Beyond the Series B, Calo said it aims to close a $25 million extension round by Q1 2025 and aims to go public within the next few years. So, this could be the company’s last funding tranche before it gets listed in Saudi Arabia. (By closing the Series B, Calo had raised a total of $51 million across multiple rounds.)
“It’s a powerful idea to provide ready-to-eat meals that are nutritious, healthy and tailored to your needs,” Khalid Talhouni, managing partner at Nuwa Capital, told TechCrunch on a call. “Whether you want to build muscle or lose weight, Calo helps you personalize meals, and we’re excited about the idea.”
“In the GCC (Gulf Cooperation Council) market, there is an inherent tendency to order food. That’s why companies like Talabat and Deliveroo are successful. Moreover, Calo’s logistics model as a dairy puts them in a favorable position,” he added.
Jalo was launched in 2019 by Ahmed Al Ravi in Bahrain. Before that, Al Rawi founded another startup for people to book sports venues and join ongoing games. He later advised startups in New York before starting Calo.
“Before starting the startup, I thought there wasn’t much to do in food delivery as startups like Careem already existed.

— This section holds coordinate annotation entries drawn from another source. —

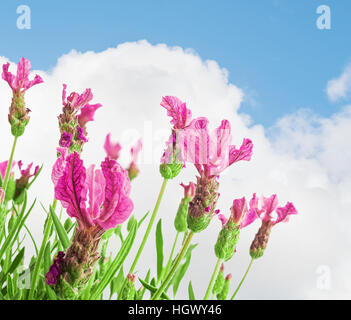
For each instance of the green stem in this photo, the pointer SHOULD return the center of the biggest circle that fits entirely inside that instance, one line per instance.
(148, 230)
(39, 259)
(213, 279)
(9, 165)
(242, 280)
(174, 267)
(171, 254)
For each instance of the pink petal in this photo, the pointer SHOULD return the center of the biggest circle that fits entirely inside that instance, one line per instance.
(284, 212)
(3, 167)
(95, 183)
(244, 153)
(269, 205)
(87, 113)
(112, 149)
(71, 189)
(238, 210)
(116, 191)
(176, 109)
(223, 219)
(8, 76)
(59, 166)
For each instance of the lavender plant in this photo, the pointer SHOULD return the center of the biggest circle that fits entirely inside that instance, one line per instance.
(91, 204)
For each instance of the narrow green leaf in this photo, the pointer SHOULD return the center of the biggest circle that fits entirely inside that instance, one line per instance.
(61, 232)
(47, 258)
(182, 269)
(117, 282)
(159, 249)
(116, 263)
(152, 289)
(191, 291)
(51, 293)
(142, 219)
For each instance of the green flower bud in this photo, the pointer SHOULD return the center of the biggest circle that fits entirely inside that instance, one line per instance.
(202, 206)
(260, 241)
(219, 283)
(225, 290)
(180, 222)
(227, 240)
(170, 170)
(129, 289)
(11, 189)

But I realized that a segment of customers wanted customized meals with specific calories or ingredients, and the incumbents weren’t offering that level of customization,” Al Ravi told TechCrunch during a call.
He noted that the services existed to provide food recommendations based on a person’s height, weight, age, gender and activity, but they did not provide actual food, which was not ideal for busy professionals – so Al Rawi was an opportunity to eat more. found. special food delivery.

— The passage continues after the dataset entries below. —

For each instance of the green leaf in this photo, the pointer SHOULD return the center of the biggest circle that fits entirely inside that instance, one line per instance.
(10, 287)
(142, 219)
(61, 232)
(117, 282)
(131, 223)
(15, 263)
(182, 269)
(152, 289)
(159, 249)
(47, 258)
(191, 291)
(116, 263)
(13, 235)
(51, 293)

According to Calo, people buy 30% more food on its service compared to an on-demand food aggregator (like Careem). It owes this stickiness to combining the convenience of food delivery with saving its customers the hassle of finding the right food to meet their health goals.
The company operates one central kitchen per city, using vans to make deliveries between cities with the help of small vans and private drivers. According to Al Rawi, Jalo currently has 200 vans operating in the Middle East.
Customers receive their meals chilled, which they can reheat in the microwave or using a pan on the stove. The startup said it was able to keep its operations fast and lean by not having multiple delivery centers and sticking to scheduled deliveries.
In addition to opening up the aforementioned new segments, Calo plans to introduce deeper customization for users — where they’ll be able to specify or remove the exact amount of protein, carbs, or fat they want in a meal, for example. is a component.
The startup is also experimenting with new business models such as retail food kiosks and on-demand delivery service in places like corporate offices.
Saudi Arabia currently accounts for 70% of Calo’s revenue, with the UAE a close second at 15%. However, Al Ravi told us he expects the UAE to grow exponentially in the coming years.
This year, Calo has reached nine figures in annual revenue and is operating almost at a break-even point. The company aims to reach profitability next year before going public.
“Because we saved capital, we didn’t need to raise money and grow organically. However, we saw new growth opportunities. So we raised money primarily to expand our business models, cover more segments and also open up new geographies that we serve,” said Al Ravi.